Com os amadores fotografando cada vez mais, e utilizando diversas ferramentas que
incrementam esteticamente suas imagens, a capacidade que a imagem tem de criar
mundos paralelos à realidade, mais do que simplesmente certificar a existência do
visível, tem ficado cada vez mais notória para o grande público. Essa massificação da
fotografia seria, portanto, uma das responsáveis por legitimar, enfim, as teorias que
sinalizavam para o poder de ficcionalização da fotografia.
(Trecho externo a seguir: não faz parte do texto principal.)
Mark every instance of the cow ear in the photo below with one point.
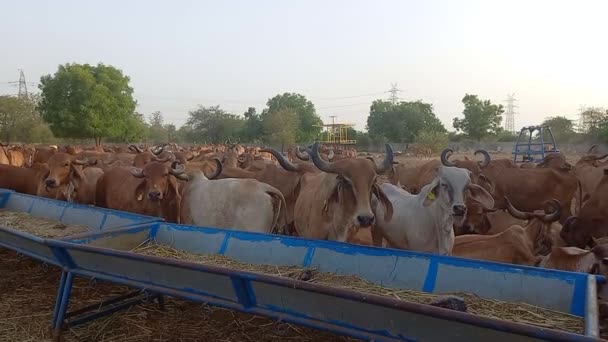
(388, 206)
(480, 195)
(431, 195)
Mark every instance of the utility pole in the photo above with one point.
(510, 113)
(394, 90)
Essa percepção levou o fotojornalismo a uma crise ainda insolúvel. O coletivo Garapa é
formado por três fotógrafos egressos de redações de jornais e revistas. Ao se juntarem e
criarem um núcleo de produção de trabalhos em plataformas multimídia, incorporaram
também uma atitude interdisciplinar ao pensar a elaboração de suas reportagens,
documentários e trabalhos autorais, inclusive cruzando todas essas classificações e
embaralhando as noções entre trabalho comercial, autoral, conceitual, jornalístico e
artístico.

Essa atitude libertária baliza as ações que levaram à pesquisa e produção do projeto “A
Margem”, assim como já havia ocorrido nos bem-sucedidos projetos “Mulheres
Centrais” e “Morar”. Modalidades renovadas de narrativas surgem a partir da expertise
do fotojornalismo que agora é pensada à luz de pesquisas bem alinhadas sobre arte
contemporânea, noções de antropologia visual, referências à história da arte, um olho
aguçado a perceber as mudanças comportamentais da sociedade e uma atualização
constante sobre as tecnologias multimídia que, mais que ferramentas, potencializam
conceitualmente os cruzamentos entre as tantas áreas de interesse do coletivo.
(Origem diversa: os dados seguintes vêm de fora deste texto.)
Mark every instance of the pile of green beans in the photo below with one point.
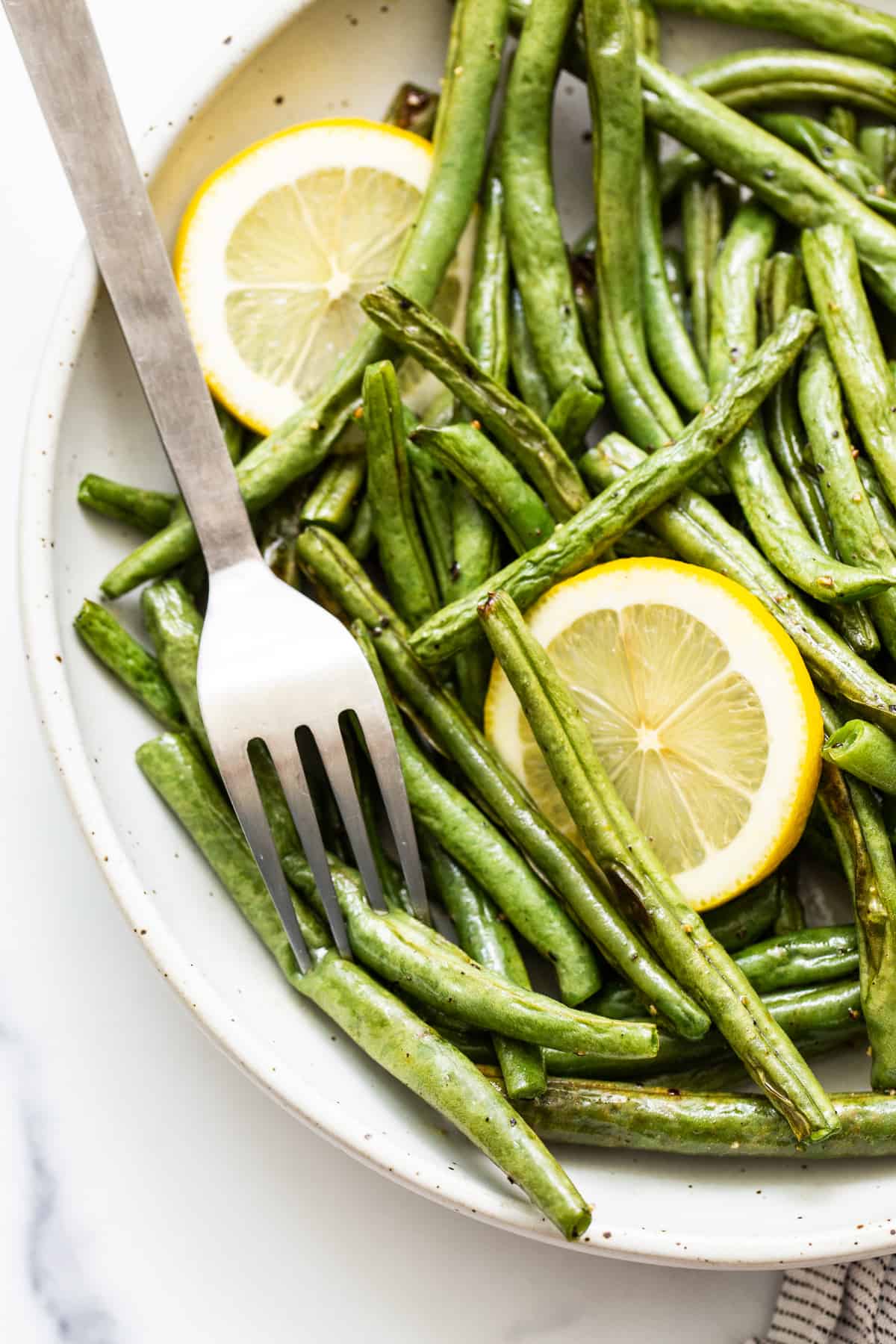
(744, 337)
O resultado dessa empreitada é um relato que, já distante da tradição impositiva e


unidirecional do fotojornalismo tradicional, por exemplo, percebe as questões objetivas
e históricas do referente, mas em nenhum momento despreza a dialética, a dúvida e,
sobretudo, a subjetividade e a polissemia dos diversos pontos de vista, inerente a
qualquer tema. É preciso representar seu objeto de estudo dentro da complexidade que
lhe é nata e não domesticá-lo por um ponto-de-vista limitador e ideologicamente
conformado. A aventura da representação torna-se, então, muito mais complexa. É
preciso ter olhos para as suas idiossincrasias, suas contradições, sua impositividade
como signo, mas também para a poética impalpável que flutua e reverbera em cada
pessoa de forma distinta.

Alinhar tantas questões é exercício de muitos embates. Esse é o dilema diário, fruto de
longas discussões do coletivo, mas também a razão de existência dele. Afinal, o grupo
deve saber como incorporar as dissonâncias tantas que correm nesse rio, sabendo que as
margens que o contêm devem reconstituir a experiência dessa viagem pelas águas da
representação de forma intensa para os novos viajantes que agora se aventuram pelos
seus próprios rios. Afinal, há sempre um novo rio a nossa espera.